A parlare sono i numeri elaborati dall’Ufficio Studi Confcommercio su dati Centro Studi Tagliacarne che ha monitorato le imprese attive del commercio al dettaglio in sede fissa in 122 comuni italiani, osservando la variazione compresa tra il 2012

e il 2024. Ancona, Gorizia e Pesaro sono nel podio italiano delle peggiori. Nella classifica dei comuni Arezzo è al 33esimo posto, terza in Toscana, con una variazione negativa del 26.2% delle attività di commercio al  dettaglio. Negli ultimi dodici anni in regione la peggiore è stata Pistoia al 12esimo posto (-29.9), seguita da Livorno 16esima (-28,5), terza appunto Arezzo per emorragia di attività. Massa è quarta in regione al 36esimo posto (-25.8), poi ci sono Lucca 51esima (-24,3), e Grosseto 52 (-24,3). Il capoluogo di regione Firenze si piazza al 65esimo posto (-23,1), Pisa al 73esimo (-22.5), Siena 81esima (-21,8), Prato alla posizione 108 (-15,6). A fronte dell’emorragia dei negozi al dettaglio nel paese, soprattutto nei centri storici, nello stesso periodo nel commercio, negli alberghi e nei pubblici esercizi le imprese a titolarità italiana crescono leggermente (+3,1%) ma a crescere in maniera sostenuta sono le straniere (+41,4%). In generale nei centri storici chiudono più negozi che nelle periferie, un calo correlato anche alla riduzione degli sportelli bancari. Si riducono le attività tradizionali e aumentano i servizi: quelli di alloggio in maniera esponenziale (+135% al CentroNord), soprattutto per i b&b e

gli affitti brevi. Negli ultimi 12 anni in Italia sono spariti il 42,1% di

attività di carburanti, il 36,5 di libri e giocattoli, il 34,8 mobili e ferramenta, il 26% abbigliamento. La tendenza è confermata anche alle nostre latitudini. A fronte di questa emorragia aumentano nel paese del 67,5% gli alloggi, del 12,3% le farmacie, del 10,5 le attività di computer e telefonia, del 4,5 la ristorazione.
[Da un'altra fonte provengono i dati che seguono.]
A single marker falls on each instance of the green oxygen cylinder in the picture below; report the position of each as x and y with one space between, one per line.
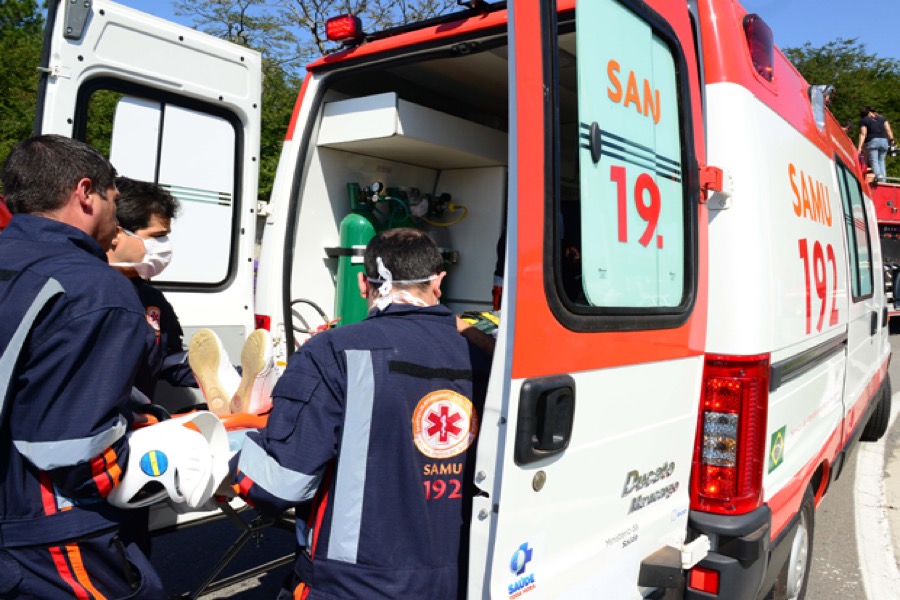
356 229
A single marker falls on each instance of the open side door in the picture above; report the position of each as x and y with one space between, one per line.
177 107
585 456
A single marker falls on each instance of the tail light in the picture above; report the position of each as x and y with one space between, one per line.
730 452
704 580
761 44
345 28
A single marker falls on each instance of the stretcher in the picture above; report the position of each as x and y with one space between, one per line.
164 519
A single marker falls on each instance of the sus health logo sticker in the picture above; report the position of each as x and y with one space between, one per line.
444 424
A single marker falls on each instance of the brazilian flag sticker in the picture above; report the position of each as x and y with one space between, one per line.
776 449
154 463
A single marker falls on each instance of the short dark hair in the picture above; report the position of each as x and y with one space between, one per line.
140 200
41 172
407 253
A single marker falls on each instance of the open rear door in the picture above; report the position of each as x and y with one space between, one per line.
180 108
586 449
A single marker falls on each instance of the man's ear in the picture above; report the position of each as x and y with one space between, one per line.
82 191
363 285
436 284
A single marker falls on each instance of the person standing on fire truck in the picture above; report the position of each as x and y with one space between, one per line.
876 137
376 422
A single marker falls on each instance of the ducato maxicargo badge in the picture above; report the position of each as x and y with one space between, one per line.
444 424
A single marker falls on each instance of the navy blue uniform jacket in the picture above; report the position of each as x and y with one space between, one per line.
377 422
62 444
167 358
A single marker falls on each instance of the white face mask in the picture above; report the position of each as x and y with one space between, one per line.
157 256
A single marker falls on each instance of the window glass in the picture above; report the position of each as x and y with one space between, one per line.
857 234
190 153
628 203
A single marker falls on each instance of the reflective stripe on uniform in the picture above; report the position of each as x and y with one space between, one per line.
67 453
11 355
265 471
350 477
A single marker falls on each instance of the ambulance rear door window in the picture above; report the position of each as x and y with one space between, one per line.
626 226
858 241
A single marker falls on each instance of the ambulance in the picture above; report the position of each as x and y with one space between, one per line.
886 197
692 320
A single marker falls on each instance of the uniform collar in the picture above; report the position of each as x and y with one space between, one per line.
399 309
34 228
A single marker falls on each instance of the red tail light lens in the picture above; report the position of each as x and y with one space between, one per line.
345 28
761 44
704 580
730 452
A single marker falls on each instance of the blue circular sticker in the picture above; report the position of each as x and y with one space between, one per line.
154 463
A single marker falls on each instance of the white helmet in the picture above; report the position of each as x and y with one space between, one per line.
182 460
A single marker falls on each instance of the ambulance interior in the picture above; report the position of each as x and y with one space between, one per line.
428 139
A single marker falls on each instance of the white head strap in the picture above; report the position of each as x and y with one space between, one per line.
386 295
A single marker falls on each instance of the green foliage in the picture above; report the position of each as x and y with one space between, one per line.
278 97
21 26
860 79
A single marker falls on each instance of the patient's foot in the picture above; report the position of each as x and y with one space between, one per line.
217 377
254 394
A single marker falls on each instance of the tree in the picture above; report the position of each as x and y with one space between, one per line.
21 26
860 79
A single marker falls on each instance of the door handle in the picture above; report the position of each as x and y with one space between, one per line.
546 416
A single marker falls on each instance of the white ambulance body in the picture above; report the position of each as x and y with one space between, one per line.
686 353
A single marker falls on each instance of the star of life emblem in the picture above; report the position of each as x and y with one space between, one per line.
444 424
153 316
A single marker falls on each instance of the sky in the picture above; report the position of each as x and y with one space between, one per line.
793 22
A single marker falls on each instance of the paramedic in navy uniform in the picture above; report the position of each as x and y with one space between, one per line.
375 423
71 338
145 212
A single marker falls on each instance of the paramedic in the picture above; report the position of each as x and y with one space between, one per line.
375 423
876 136
145 212
67 360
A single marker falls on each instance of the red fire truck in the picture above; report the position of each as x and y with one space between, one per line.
886 197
Obiettivo di Confcommercio contribuire a contrastare il fenomeno della desertificazione commerciale migliorando i centri urbani e rafforzando le economie di prossimità.

«I dati sono significativi ma da contestualizzare. Per Arezzo il fenomeno turismo è importante, gli alberghi sono sempre quelli per numero ma aumentano tantissimo negli ultimi 10 anni le strutture extra alberghiere – dice la direttrice aggiunta di Confcommercio delle province di Firenze e Arezzo Catiuscia Fei – c’è stata un’esplosione di b&b e l’obbligo del Cin ne sta portando a galla ancora di più. La città sta crescendo dal punto di vista turistico e lo dimostra anche la crescita di ristoranti e attività food. Mentre c’è stata una crisi

dei bar. Sul fronte del commercio tradizionale, il dettaglio è in

crisi da anni. Dal Covid in poi c’è stata una selezione, le chiusure più numerose dal 2012 ad oggi quelle seguite alla pandemia: chi aveva un’economia più

fragile nel 2019 ha sofferto le varie chiusure che hanno determinato la prosecuzione o meno dell’attività. Altro aspetto da sottolineare è che spesso ci sono

attività che chiudono anche nei comuni limitrofi come accaduto in Valdichiana ad alcuni ristoranti storici, perchè c’è una crisi nel passaggio generazionale.

Vale anche per i lavoratori del settore food. In generale il commercio è in crisi: diminuiscono sia in centro sia fuori negozi di vicinato, alimentari, negozi non

specializzati, librerie, cartolerie e negozi di giocattoli, abbigliamento e calzature, elettrodomestici, casalinghi e articoli da regalo. E pure gli ambulanti».